Many people may recognize Christopher “Topher” Layton Clark as the actor who played Paul in the Bible videos produced by The Church of Jesus Christ of Latter-day Saints (often referred to as “the Mormon Church”). He was the Theatre Department chair at Utah valley University in Orem, Utah, and a prominent figure in the local performing arts community.
Clark, who taught thousands over his career, has been called a masterful storyteller in his writing, his directing, his acting, his teaching, and “his retelling of every strange encounter with what seemed to be an endless line of odd misfits that came from all around the world.” His sister, Courtney Kendrick, told Herald Extra that he was unlike other members of the family. She said, “He was the fourth of nine children. The males in our family were athletes and hunters, but “Topher” (as his family called him) was an artist.”
Clark, who was a loving husband, father of five, and a lifelong member of The Church of Jesus Christ of Latter-day Saints was born on 30 July 1972 to Stephen and Cindy Clark. He was a graduate of the Class of 1990 at Provo High School in Provo, Utah. He was also the Prom King and voted “Most Preferred.” His performance as the King in the play, “The King and I,” earned him an acting scholarship to Brigham Young University (BYU).

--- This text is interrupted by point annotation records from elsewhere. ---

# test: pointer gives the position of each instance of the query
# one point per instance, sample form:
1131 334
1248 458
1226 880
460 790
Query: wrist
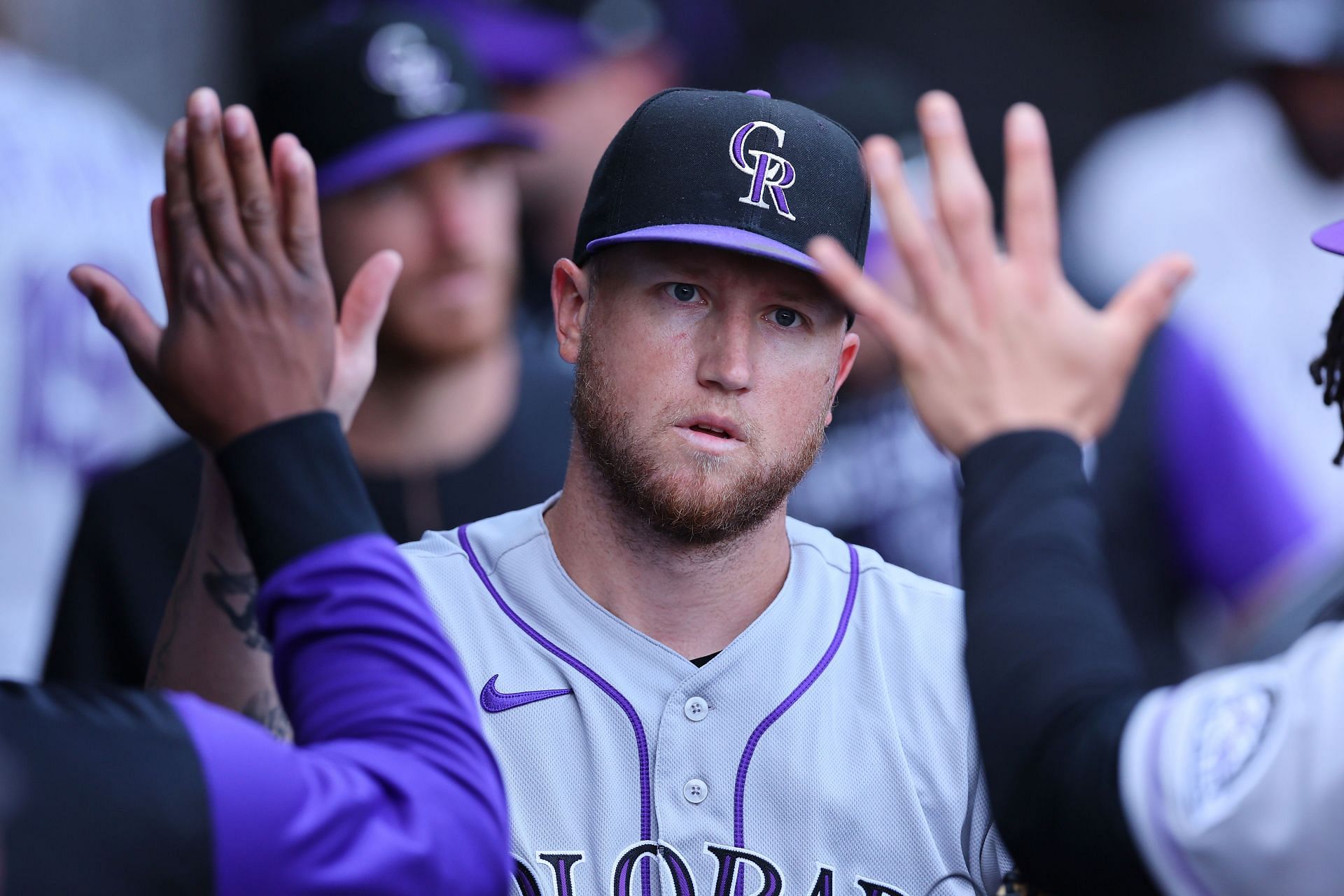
296 489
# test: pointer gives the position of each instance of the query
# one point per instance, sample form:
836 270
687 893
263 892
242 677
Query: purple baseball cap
537 41
1331 238
374 90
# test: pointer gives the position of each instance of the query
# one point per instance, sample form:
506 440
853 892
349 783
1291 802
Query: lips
718 426
711 434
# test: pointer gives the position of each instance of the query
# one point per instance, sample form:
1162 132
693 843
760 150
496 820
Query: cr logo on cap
766 168
401 61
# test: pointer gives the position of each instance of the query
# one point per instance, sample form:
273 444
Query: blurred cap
523 42
1331 238
374 90
1292 33
738 171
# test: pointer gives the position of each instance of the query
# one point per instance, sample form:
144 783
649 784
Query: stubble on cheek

He served a full-time mission for the Church in Finland. Following his mission, he majored in English at BYU (because it was more practical than theater) and auditioned for the English Society’s “The Mysteries: Creation,” a theatrical production where he was cast as Satan. There he met Lisa Valentine who was cast as a chicken on “Noah’s Ark.” They were married on 3 June 1995 in the Salt Lake Temple.
The young couple moved to England, where Clark earned a Master of Fine Arts degree in Directing Shakespeare at the University of Exeter, Devonshire, England, and graduated with distinction. He went on to earn a PhD in Education Leadership/Theater at BYU while teaching full-time at Utah Valley University (UVU). He later earned tenure as an assistant professor, became chair of the Theater Department, and then achieved full professor.

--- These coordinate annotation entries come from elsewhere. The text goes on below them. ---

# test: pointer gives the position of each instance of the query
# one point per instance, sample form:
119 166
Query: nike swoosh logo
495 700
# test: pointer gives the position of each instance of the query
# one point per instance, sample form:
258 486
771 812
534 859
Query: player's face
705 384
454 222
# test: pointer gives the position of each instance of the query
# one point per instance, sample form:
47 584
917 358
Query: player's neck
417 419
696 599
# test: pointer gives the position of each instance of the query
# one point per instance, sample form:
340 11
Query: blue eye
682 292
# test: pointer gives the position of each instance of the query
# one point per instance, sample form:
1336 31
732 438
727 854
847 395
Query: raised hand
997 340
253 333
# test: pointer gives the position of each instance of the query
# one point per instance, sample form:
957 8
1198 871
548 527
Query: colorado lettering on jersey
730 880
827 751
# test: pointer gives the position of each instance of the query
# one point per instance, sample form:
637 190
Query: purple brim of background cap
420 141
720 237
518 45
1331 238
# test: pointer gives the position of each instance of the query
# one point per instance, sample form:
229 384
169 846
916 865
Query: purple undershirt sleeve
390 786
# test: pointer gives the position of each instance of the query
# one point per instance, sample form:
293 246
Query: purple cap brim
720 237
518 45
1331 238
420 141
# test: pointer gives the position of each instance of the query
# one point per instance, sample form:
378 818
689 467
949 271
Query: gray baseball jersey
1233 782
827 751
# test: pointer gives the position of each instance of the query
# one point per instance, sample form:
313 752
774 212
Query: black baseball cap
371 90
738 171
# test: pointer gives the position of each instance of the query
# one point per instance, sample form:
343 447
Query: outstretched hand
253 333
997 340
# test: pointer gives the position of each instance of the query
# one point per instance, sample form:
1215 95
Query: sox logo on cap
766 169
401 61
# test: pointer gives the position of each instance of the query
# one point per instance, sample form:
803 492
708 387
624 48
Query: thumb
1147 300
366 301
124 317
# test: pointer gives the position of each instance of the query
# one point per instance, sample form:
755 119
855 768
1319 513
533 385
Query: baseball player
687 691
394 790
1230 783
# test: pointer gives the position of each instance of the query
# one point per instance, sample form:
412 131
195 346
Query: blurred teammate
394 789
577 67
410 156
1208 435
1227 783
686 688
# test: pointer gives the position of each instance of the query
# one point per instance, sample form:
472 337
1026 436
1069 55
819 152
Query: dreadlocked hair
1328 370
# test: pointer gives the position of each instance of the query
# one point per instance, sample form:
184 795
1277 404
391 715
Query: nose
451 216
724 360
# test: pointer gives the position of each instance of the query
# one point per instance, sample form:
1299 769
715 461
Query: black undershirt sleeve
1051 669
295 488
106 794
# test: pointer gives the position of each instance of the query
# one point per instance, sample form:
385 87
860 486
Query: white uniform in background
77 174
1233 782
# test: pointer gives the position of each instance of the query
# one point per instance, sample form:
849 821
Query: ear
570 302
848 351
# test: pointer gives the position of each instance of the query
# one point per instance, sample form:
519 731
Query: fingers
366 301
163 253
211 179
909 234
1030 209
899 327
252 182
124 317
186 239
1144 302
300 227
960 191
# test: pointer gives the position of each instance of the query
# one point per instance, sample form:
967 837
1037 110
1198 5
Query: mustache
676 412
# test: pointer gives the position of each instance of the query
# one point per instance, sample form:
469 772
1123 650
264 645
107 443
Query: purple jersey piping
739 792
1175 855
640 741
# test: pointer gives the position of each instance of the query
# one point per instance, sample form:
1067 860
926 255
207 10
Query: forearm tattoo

Clark trained with The Steppenwolf School actor’s training in Chicago, Viewpoints movement training, Second City improvisational training, The Globe Theatre, London, The Royal Shakespeare Company, and many others.
To his credit, he wrote an original Shakespearean play, ‘A Marrying Man,’ about Shakespeare’s love life, adapting the lines from Shakespearean works to form a totally new work. He also wrote or adapted “She Stoops to Conquer,” “Nosferatu,” “Hamlet,” and “Richard III.”
Clark was awarded the Kennedy Center American College Theatre Festival Distinguished Directing Award, 2009, Kennedy Center American College Theatre Festival Play Choice (“She Stoops to Conquer,” 2011, and “Nosferatu,” 2009). He was Utah Valley University Faculty Scholar of the Year, 2009, and Kennedy Center American College Theatre Festival Scene Choice twice, among many other distinctions.
For the past five years, he battled with Amyotrophic Lateral Sclerosis (ALS), also known as Lou Gehrig’s Disease. He died on 5 June 2020, at the age of 47. At his memorial service, his sister, Stephanie Nielson, said that she had been studying the life of the Apostle her brother portrayed. She remarked, “In the end of Christopher’s life, he was tested, he was tried, he was tired, he was weak, but he was also strong and steadfast. He was a perfect example of living the way the Apostle Paul teaches us to be. And in a sense, Christopher was not just acting as Paul for the Church in the Bible videos, he was living Paul’s life and example.”
According to his obituary, Clark spent his final weeks doing the things that he loved most: planning two different theatrical productions, writing a script, leaving joke reviews on Yelp “as a handicapped person,” acting as his kids’ self-proclaimed seminary and theater teacher, and planning an elaborate surprise for his wife in time for their 25th wedding anniversary.
Lisa Valentine Clark, is best known for her comedy, frequently appearing in commercials and as the host of BYU Radio’s The Lisa Show. Her brother, James Valentine, a guitarist for Maroon 5, wrote in an Instagram post, “Christopher Clark celebrated his 25th wedding anniversary with my sister Lisa just last week. ALS is one of the worst diseases, but he handled it with quiet courage and grace. I almost typed ‘he ended his battle’ with ALS, but it never seemed like a battle. He selflessly made peace with the terminal diagnosis. He was always more concerned with Lisa and the kids’ welfare than his own.”
Linda Hale, Hale Center Theater Orem, said, “He had an infectious laugh and such a buoyant spirit that everyone wanted to be near. He has left a vacancy in our hearts and on our stage that can’t be filled.”